Читаем Том 1: Проза. Поэзия. Сценарии полностью

«Вот и конец, — подумал он. — Смерть показывает нам всю нашу жизнь». Но больше он ничего не видел. Лицо матери изменилось. Теперь это была Жермена. Не то Жермена, не то мать. Потом одна Жермена, которую мучительно трудно было собрать в памяти. Он путал ее губы и глаза с глазами и губами какой-то англичанки, мельком виденной в казино Люцерна и привлекшей его желание. И все поглотил эдельвейс. Он рассматривал в лупу эту морскую звездочку из белого бархата, произрастающую в Альпах. Ему было девять лет. Пришлось пропустить поезд на Женеву, потому что он топал ногами и требовал, чтоб ему купили такой цветок.

— Воспоминания… — твердил он. Вот и воспоминания.

Но он ошибался. Эдельвейсом сеанс закончился.

Ночные звери прячутся днем; пожар выгоняет их из укрытий. Окончание корриды перемешивает публику с солнечной и теневой стороны; наркотическая буря перемешала в Жаке его темную и светлую стороны. Он смутно ощущал какую-то гнусность, какое-то бедствие, не относящееся к физической драме. Он не помнил ни о своем растраченном сердце, ни о беспутных ночах; он выблевывал их, как пьяный, не удержавший в желудке вино, которое сам не помнит, где пил.

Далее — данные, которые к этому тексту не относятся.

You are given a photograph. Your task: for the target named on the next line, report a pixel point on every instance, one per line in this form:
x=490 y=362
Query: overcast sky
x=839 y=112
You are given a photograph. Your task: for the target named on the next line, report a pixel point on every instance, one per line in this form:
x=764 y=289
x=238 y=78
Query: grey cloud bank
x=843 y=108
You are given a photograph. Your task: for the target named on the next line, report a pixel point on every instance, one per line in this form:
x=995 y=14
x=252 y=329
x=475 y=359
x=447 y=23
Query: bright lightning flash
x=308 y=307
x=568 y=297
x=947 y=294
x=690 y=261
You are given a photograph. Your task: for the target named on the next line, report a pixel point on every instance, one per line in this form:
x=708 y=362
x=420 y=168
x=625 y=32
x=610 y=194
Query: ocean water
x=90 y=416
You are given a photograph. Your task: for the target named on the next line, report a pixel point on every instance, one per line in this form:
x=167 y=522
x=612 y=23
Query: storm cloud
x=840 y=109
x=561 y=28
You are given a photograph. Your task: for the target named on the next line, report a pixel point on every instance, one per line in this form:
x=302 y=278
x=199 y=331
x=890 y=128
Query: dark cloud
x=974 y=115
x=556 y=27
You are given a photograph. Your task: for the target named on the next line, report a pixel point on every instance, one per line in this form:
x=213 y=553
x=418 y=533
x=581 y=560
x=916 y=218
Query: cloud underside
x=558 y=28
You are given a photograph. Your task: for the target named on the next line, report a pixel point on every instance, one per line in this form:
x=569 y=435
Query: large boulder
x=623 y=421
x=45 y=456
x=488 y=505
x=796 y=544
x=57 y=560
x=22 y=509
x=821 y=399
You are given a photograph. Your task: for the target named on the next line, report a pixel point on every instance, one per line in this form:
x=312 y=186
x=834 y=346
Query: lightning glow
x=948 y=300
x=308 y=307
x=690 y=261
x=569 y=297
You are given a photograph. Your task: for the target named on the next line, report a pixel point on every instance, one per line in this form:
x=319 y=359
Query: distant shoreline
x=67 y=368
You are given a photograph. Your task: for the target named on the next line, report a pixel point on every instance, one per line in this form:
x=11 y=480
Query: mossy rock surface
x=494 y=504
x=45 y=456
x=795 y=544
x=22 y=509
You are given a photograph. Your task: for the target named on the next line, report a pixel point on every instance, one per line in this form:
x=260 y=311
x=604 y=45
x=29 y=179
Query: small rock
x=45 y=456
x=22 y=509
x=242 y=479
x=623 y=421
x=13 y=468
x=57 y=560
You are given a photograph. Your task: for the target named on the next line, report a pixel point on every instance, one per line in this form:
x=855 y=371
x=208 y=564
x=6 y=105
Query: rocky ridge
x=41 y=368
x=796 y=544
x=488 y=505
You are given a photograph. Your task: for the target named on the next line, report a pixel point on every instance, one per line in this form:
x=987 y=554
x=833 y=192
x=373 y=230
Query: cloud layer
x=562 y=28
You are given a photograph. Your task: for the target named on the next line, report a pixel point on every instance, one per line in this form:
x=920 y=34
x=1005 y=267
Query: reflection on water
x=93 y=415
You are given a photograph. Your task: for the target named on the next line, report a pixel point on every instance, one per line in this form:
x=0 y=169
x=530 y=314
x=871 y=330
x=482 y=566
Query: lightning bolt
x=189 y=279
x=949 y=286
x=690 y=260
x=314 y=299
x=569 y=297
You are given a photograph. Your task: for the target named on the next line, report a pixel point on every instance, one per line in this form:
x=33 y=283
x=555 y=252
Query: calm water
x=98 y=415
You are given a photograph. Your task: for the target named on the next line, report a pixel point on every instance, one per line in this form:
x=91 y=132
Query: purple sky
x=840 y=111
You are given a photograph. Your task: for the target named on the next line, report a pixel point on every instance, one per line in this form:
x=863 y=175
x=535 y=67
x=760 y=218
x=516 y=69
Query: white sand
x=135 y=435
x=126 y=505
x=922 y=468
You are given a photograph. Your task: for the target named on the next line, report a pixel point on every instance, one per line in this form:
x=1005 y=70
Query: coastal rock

Жак подымается. Он покидает собственные пределы. Он видит изнанку всех карт. Он не разбирается в системе, которую сейчас колеблет, но предчувствует, что понесет за это ответственность. В ночи человеческого тела есть свои туманности, свои солнца, земли, луны. Разум, уже не столь рабски зависящий от косной материи, догадывается, до чего же прост механизм мироздания. Будь это не так, его бы заедало. Он прост, как колесо. Наша смерть разрушает миры, которые в нас, а миры окружающего нас неба — внутри какого-то существа неимоверной величины. А что же Бог — в Нем вообще всё? Жак падает обратно.

Рассуждения такого масштаба не редкость при наркотических отравлениях. Многим посредственностям они внушают иллюзию великого ума. Те воображают, что разрешили мировые проблемы.

После недолгого затишья муаровые переливы, озноб, судороги возобновились. У Жака оставалось все меньше и меньше сил для борьбы. Родники пота пробились по всему его телу. Сердце еле билось. Он ощущал это биение тем слабее, чем неистовей оно было совсем недавно.

Ангел уложил его на лопатки. Он тонул. Вода поднялась выше ушей. Эта фаза длилась нескончаемо.

Жак больше не сопротивлялся.

— Вот так… вот так… — приговаривал ангел, — видите, совсем немножко осталось… не так уж это трудно…

Жак отвечал:

— Да… да… совсем не трудно… совсем… — и безропотно ждал.

Наконец, словно торпедированный корабль, который становится тяжелым, как дом, оседает и кособоко погружается в море, Жак пошел ко дну.


Он не умер.

Ангел получил неведомо какой контрприказ.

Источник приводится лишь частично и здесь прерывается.